A stabilizer or charge current limiter is a very important addition that every charger should have. This node is made on the basis of an operational amplifier. Almost any "opamp" will do here. The example uses the budget LM358. There are two elements in the case of this microcircuit, but only one of them is needed.

A few words about the operation of the current limiter. This circuit uses an op amp as a comparator that compares the voltage across a low resistance resistor to a reference voltage. The latter is set using a zener diode. And the adjustable resistor now changes this voltage.
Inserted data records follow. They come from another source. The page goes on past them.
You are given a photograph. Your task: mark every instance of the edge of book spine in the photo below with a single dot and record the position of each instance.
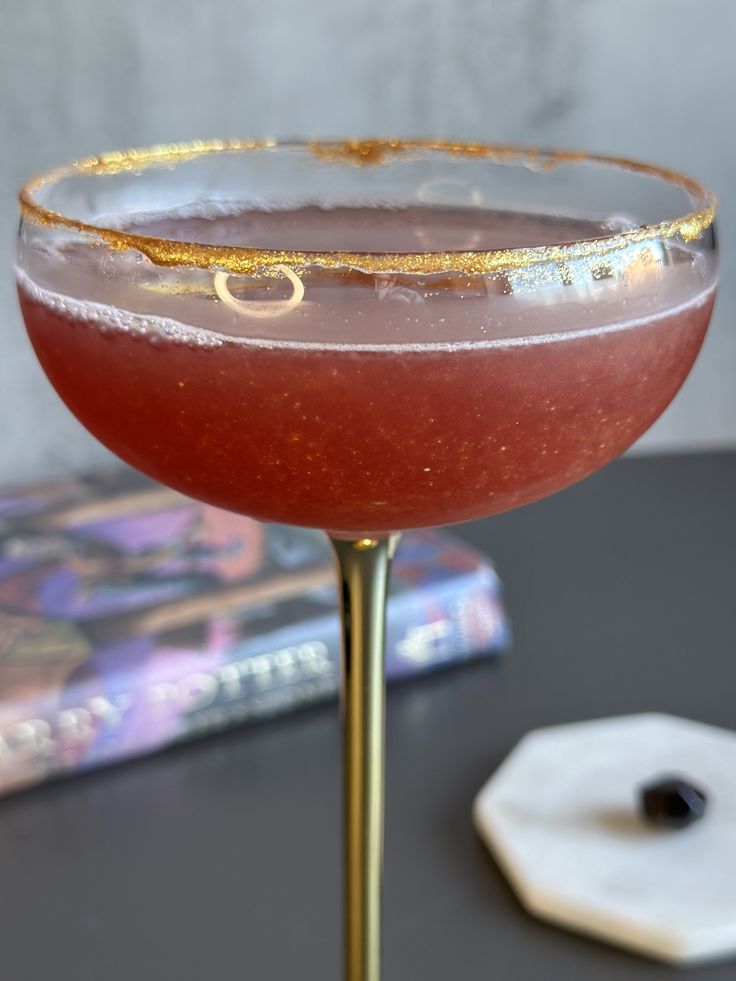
(278, 672)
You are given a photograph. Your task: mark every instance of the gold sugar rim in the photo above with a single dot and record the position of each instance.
(250, 260)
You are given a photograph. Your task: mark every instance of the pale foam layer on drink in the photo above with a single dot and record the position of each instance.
(160, 330)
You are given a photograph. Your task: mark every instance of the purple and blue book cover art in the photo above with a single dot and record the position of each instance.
(132, 617)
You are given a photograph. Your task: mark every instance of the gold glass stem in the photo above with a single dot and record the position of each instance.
(363, 568)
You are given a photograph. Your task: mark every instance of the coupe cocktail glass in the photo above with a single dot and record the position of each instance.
(365, 337)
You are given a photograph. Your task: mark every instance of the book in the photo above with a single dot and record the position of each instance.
(132, 617)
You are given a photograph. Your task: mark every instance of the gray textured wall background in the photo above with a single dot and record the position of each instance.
(646, 78)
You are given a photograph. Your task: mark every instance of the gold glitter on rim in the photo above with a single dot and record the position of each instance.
(361, 153)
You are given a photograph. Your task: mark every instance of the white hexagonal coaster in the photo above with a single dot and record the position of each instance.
(561, 817)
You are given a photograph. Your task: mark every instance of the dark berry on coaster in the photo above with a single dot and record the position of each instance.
(672, 802)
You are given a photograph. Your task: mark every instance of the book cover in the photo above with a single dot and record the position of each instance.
(132, 617)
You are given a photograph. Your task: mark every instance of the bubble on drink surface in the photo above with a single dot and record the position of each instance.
(261, 308)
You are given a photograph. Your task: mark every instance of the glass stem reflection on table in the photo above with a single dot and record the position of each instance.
(363, 568)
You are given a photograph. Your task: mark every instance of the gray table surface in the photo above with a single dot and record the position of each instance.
(220, 860)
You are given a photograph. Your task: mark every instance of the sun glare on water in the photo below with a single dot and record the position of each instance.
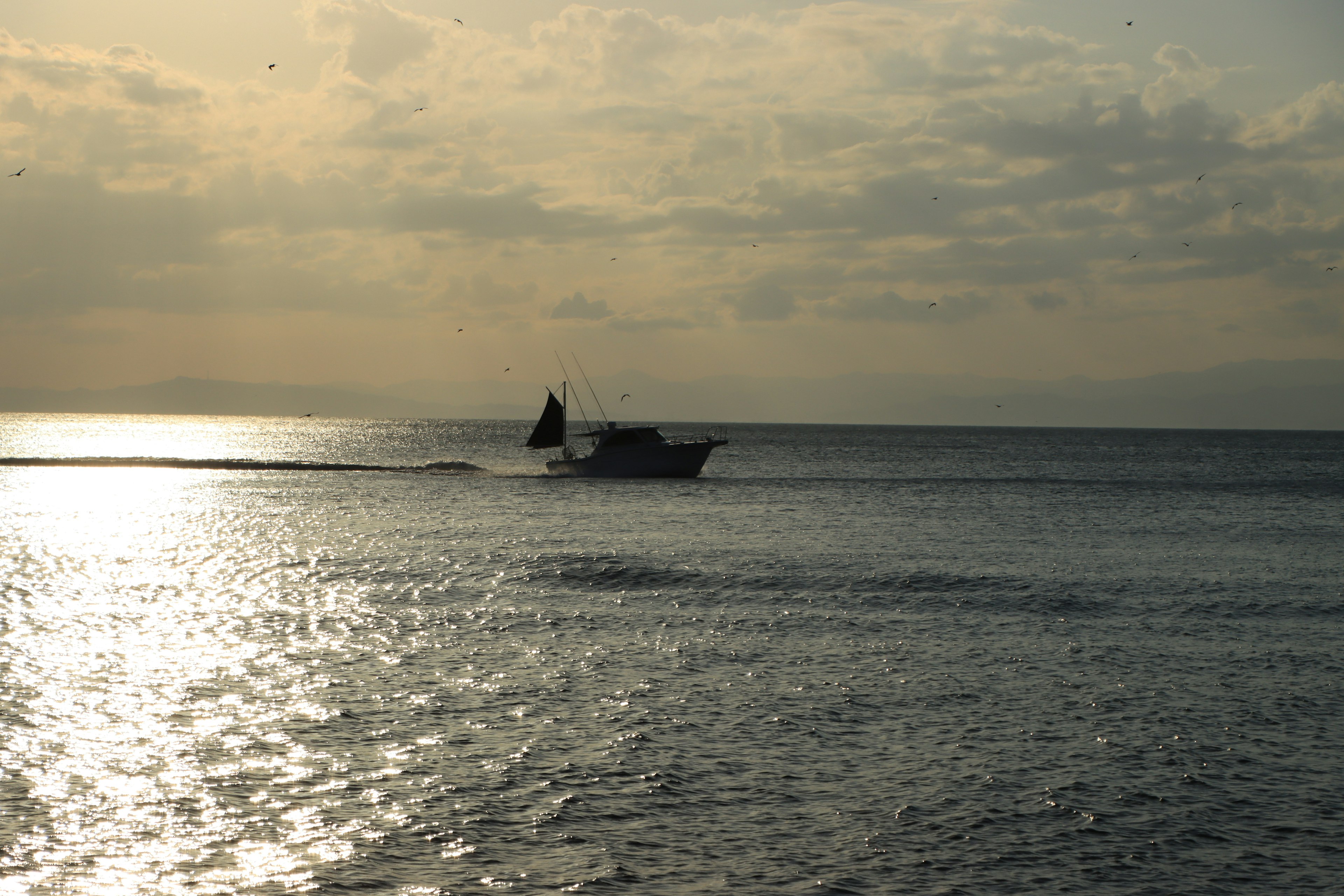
(144, 751)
When the voltage value changes, the operational amplifier will try to smooth the voltage at the inputs and will do this by reducing or increasing the output voltage. Thus, the "opamp" will control the field effect transistor. The latter regulates the output load.

The field-effect transistor needs a powerful one, since all the charge current will pass through it. The example uses IRFZ44, although any other appropriate parameter can be used.

The transistor must be installed on a heat sink, because at high currents it will heat up well. In this example, the transistor is simply attached to the power supply case.

The printed circuit board was bred in haste but it worked out pretty well.

Now it remains to connect everything according to the picture and proceed with the installation.

The voltage is set in the region of 14.5 V. The voltage regulator can not be brought out. For control on the front panel, there is only a charge current regulator, and a voltmeter is also not needed, since the ammeter will show everything that needs to be seen when charging.

The ammeter can be taken Soviet analog or digital.

Also, a toggle switch for starting the device and output terminals was displayed on the front panel. Now the project can be considered completed.

It turned out to be an easy-to-make and inexpensive charger that you can safely repeat yourself.